Information-driven protein-protein docking using a genetic algorithm

ci Codacy Badge

License

gdock is a fast protein-protein docking tool written in Rust that uses restraints and energy components to guide the docking process. It combines a genetic algorithm with physics-based scoring to find optimal protein-protein complexes.

Note: This project is currently under review for publication in the Journal of Open Source Software (JOSS). A stable v2.0.0 release will follow upon acceptance.

Features

  • Fast: Genetic algorithm with early stopping and elitism
  • Information-driven: Uses residue restraints to guide docking
  • Flexible scoring: Configurable energy weights (VDW, electrostatics, desolvation, restraints)
  • Quality metrics: Optional DockQ calculation when reference structure is provided
  • Clustering: FCC-based clustering to group similar solutions

Quick Start

# Clone and build
git clone https://github.com/rvhonorato/gdock
cd gdock
cargo build --release

# Run docking with example data
./target/release/gdock run \
  --receptor data/2oob_A.pdb \
  --ligand data/2oob_B.pdb \
  --restraints 933:6,936:8,940:42,941:44,946:45,950:46

Most docking runs complete in ~15 seconds on standard hardware.

Requirements

  • Rust (1.70 or later)

Installation

git clone https://github.com/rvhonorato/gdock
cd gdock
cargo build --release

The binary will be available at ./target/release/gdock.

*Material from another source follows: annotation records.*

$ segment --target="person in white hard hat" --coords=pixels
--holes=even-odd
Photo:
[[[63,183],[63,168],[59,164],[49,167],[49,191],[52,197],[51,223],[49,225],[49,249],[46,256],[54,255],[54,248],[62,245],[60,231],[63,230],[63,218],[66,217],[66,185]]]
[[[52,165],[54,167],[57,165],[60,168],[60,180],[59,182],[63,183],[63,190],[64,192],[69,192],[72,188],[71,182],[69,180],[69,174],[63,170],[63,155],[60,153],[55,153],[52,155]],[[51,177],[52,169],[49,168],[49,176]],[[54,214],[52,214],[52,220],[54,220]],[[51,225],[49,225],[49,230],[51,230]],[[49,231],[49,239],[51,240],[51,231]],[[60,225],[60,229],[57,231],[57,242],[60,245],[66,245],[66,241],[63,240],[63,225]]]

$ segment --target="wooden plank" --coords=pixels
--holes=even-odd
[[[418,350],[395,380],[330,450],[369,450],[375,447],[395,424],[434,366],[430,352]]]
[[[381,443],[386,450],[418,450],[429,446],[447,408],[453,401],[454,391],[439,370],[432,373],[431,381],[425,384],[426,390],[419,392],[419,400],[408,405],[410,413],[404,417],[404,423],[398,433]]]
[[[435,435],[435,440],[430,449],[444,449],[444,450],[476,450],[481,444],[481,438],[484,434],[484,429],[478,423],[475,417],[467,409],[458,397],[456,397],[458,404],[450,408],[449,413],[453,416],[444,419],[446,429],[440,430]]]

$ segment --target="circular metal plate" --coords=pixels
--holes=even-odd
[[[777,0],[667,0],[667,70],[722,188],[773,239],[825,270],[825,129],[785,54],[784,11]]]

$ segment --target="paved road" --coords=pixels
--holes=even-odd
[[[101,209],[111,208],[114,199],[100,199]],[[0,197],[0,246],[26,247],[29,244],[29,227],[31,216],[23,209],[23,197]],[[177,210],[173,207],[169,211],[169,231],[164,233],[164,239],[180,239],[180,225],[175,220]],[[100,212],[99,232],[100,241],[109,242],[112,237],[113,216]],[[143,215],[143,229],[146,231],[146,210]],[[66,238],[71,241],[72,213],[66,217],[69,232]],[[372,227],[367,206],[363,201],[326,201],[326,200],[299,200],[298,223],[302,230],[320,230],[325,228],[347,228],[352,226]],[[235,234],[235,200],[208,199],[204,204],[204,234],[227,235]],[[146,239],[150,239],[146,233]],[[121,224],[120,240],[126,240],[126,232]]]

Upon stable release, pre-built binaries and cargo install gdock will also be available.

Usage

gdock has three subcommands: run, score, and restraints.

Docking (run)

Run the full genetic algorithm docking:

gdock run \
  --receptor receptor.pdb \
  --ligand ligand.pdb \
  --restraints 933:6,936:8,940:42

With a reference structure for DockQ calculation:

gdock run \
  --receptor receptor.pdb \
  --ligand ligand.pdb \
  --restraints 933:6,936:8,940:42 \
  --reference native.pdb

Additional options:

  • -o, --output-dir <DIR>: Output directory (default: current directory)
  • -n, --nproc <NUM>: Number of processors (default: total - 2)
  • --no-clust: Disable clustering
  • --w_vdw, --w_elec, --w_desolv, --w_air: Custom energy weights

Scoring (score)

Calculate energy components without running the GA:

gdock score \
  --receptor receptor.pdb \
  --ligand ligand.pdb \
  --restraints 933:6,936:8,940:42

Generate restraints (restraints)

Generate restraints from interface contacts in a native structure:

gdock restraints \
  --receptor receptor_ref.pdb \
  --ligand ligand_ref.pdb \
  --cutoff 5.0

Input Format

PDB Files

  • Receptor: PDB file containing the receptor protein (single chain)
  • Ligand: PDB file containing the ligand protein (single chain)
  • Reference (optional): PDB file containing the native complex

Restraints

Comma-separated list of residue pairs in receptor:ligand format:

933:6,936:8,940:42

These indicate which residues should be in contact, based on experimental data or other information sources.

Output

  • model_X.pdb: Cluster representatives (unless --no-clust)
  • ranked_X.pdb: Top 5 models ranked by score
  • metrics.tsv: Tab-separated file with scores and metrics

Output structures can be visualized with molecular viewers such as PyMOL or ChimeraX.

Algorithm

gdock uses:

  • Genetic Algorithm: Population of 150, elitism (top 5), tournament selection
  • Energy Function: VDW + Electrostatics + Desolvation + AIR restraints
  • Restraints: Flat-bottom potential (0-7 Angstrom) for specified residue pairs
  • Early Stopping: Converges when no improvement for 10 generations
  • Clustering: FCC-based clustering of final population

Testing

Run the test suite:

cargo test

The test suite includes 174 tests covering parsing, energy calculations, and algorithm behavior.

Example

Using the test data included in the repository:

gdock run \
  --receptor data/2oob_A.pdb \
  --ligand data/2oob_B.pdb \
  --restraints 933:6,936:8,940:42,941:44,946:45,950:46 \
  --reference data/2oob.pdb \
  --output-dir results/

This will produce:

  • results/model_*.pdb — Cluster representatives ranked by cluster size
  • results/ranked_*.pdb — Top 5 models ranked by score
  • results/metrics.tsv — Scores and DockQ values for all models

Relevant repositories

Contributing

Contributions are welcome! Please feel free to submit issues and pull requests on GitHub.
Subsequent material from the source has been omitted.